Something happened recently that was a first, even for Start Garden.

Last week was the first time ever that the Start Garden team and Start Garden community agreed on the same thing: which startup should receive initial funding at the $5,000 level.

The Satellite

The unifying startup idea that had both groups voting to invest $5,000 was The Satellite, an idea for a portable light device for photographers.

The device would allow photographers to emulate studio-style lighting outside of the studio, using neutral white, high-power LEDs.

The Satellite would be mobile and cheaper to use than studio lighting.

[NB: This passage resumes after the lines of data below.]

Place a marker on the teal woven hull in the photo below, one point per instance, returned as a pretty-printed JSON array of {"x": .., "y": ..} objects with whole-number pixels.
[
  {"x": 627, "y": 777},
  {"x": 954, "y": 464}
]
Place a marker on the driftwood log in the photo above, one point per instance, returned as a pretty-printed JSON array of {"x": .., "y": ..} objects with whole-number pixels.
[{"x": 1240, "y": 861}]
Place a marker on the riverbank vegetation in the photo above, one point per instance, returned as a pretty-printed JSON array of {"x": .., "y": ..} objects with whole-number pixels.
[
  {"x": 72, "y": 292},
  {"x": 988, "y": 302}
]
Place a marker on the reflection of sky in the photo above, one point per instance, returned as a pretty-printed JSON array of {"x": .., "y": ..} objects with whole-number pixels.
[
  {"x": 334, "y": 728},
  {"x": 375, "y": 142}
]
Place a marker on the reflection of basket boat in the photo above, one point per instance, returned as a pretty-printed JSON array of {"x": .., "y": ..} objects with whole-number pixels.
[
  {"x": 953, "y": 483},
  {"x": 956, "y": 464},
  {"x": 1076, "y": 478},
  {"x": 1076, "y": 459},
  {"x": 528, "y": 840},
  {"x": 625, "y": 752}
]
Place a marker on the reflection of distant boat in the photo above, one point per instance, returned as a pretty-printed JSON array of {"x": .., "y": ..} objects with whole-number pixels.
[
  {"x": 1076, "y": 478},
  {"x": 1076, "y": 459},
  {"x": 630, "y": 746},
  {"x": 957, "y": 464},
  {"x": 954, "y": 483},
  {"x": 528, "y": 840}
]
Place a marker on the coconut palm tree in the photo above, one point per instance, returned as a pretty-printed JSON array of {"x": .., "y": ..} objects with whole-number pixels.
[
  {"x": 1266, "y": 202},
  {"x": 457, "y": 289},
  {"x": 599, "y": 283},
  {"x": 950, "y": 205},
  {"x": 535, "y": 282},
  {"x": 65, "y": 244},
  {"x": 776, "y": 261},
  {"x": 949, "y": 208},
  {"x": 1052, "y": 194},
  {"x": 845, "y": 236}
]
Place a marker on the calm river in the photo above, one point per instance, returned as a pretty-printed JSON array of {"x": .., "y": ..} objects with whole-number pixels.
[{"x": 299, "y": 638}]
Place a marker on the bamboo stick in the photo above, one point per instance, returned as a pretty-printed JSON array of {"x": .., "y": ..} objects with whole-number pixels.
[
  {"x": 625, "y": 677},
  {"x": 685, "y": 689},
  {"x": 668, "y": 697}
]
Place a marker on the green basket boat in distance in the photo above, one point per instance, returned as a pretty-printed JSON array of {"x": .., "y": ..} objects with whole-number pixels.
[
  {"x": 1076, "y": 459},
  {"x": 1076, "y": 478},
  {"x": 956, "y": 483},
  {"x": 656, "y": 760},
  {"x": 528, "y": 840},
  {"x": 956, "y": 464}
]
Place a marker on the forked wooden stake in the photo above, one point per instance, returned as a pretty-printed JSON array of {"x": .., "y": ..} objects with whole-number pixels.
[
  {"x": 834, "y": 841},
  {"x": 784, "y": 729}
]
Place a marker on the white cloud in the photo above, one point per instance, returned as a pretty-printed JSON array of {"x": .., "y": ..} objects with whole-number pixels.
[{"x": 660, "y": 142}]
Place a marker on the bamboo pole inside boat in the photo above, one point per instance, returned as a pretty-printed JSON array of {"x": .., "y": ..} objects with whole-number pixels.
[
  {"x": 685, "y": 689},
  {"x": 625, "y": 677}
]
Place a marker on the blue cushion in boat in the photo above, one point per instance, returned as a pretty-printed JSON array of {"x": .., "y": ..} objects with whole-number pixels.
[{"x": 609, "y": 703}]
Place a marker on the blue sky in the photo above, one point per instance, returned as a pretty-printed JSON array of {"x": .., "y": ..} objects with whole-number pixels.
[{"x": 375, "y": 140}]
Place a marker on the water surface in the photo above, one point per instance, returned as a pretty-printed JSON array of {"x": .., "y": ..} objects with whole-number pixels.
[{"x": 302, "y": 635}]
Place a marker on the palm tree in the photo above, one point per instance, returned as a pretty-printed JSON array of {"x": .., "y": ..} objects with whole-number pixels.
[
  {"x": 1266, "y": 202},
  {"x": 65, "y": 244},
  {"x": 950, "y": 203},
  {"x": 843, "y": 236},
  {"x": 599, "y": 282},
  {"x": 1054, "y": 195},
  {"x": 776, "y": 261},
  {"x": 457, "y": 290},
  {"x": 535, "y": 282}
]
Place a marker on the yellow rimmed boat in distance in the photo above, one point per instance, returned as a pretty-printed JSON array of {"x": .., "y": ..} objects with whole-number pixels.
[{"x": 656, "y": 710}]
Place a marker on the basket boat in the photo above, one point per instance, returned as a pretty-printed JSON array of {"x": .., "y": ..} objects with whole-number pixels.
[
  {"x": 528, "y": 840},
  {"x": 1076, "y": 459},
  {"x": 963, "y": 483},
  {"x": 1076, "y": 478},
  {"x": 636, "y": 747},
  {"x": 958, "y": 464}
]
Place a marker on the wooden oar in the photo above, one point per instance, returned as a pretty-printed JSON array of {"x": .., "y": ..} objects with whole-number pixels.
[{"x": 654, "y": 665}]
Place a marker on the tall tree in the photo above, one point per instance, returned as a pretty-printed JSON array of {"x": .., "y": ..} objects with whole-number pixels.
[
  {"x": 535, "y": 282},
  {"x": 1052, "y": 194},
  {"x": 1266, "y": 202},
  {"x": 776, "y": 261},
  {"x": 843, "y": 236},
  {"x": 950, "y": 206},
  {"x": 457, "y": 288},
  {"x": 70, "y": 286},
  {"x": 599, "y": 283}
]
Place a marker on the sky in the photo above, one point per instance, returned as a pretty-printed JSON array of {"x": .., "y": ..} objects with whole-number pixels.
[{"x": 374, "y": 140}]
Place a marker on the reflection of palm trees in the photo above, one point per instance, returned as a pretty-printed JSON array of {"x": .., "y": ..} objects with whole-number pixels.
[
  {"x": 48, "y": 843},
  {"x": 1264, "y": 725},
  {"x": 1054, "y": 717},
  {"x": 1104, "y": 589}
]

“The concept was designed for student and hobbyist photographers interested in experimenting with advanced lighting techniques, from macro to portraiture lighting,” writes idea creator Ian Geiman on his Start Garden page. “Multiple Satellite units can be used in the same picture to provide lighting from many directions, and the easily position-able nature of the units makes them ideal for introducing creative ways of lighting.”

“As the only product of its kind for photography, this has the potential to be a steady product line sold on websites, such as Photojojo or B&H,” he writes. “If the Satellite is successful, I want to use it to start a business to create well-designed, approachable products with a team of creative, driven people.”

Since it started more than a year ago, Start Garden, Rick DeVos’ $15 million seed fund, has made $10,000 weekly investments, split between two startup ideas posted on the Start Garden website.

Both ideas get $5,000 each. One idea is selected by the Start Garden team, and the idea is selected by the Start Garden community.

Last week, however, only The Satellite received funding, as both groups picked the same idea.

“This is the first time it’s happened,” said Brian Burch, a Start Garden spokesperson. “We expect the norm will continue to be two ideas each week.”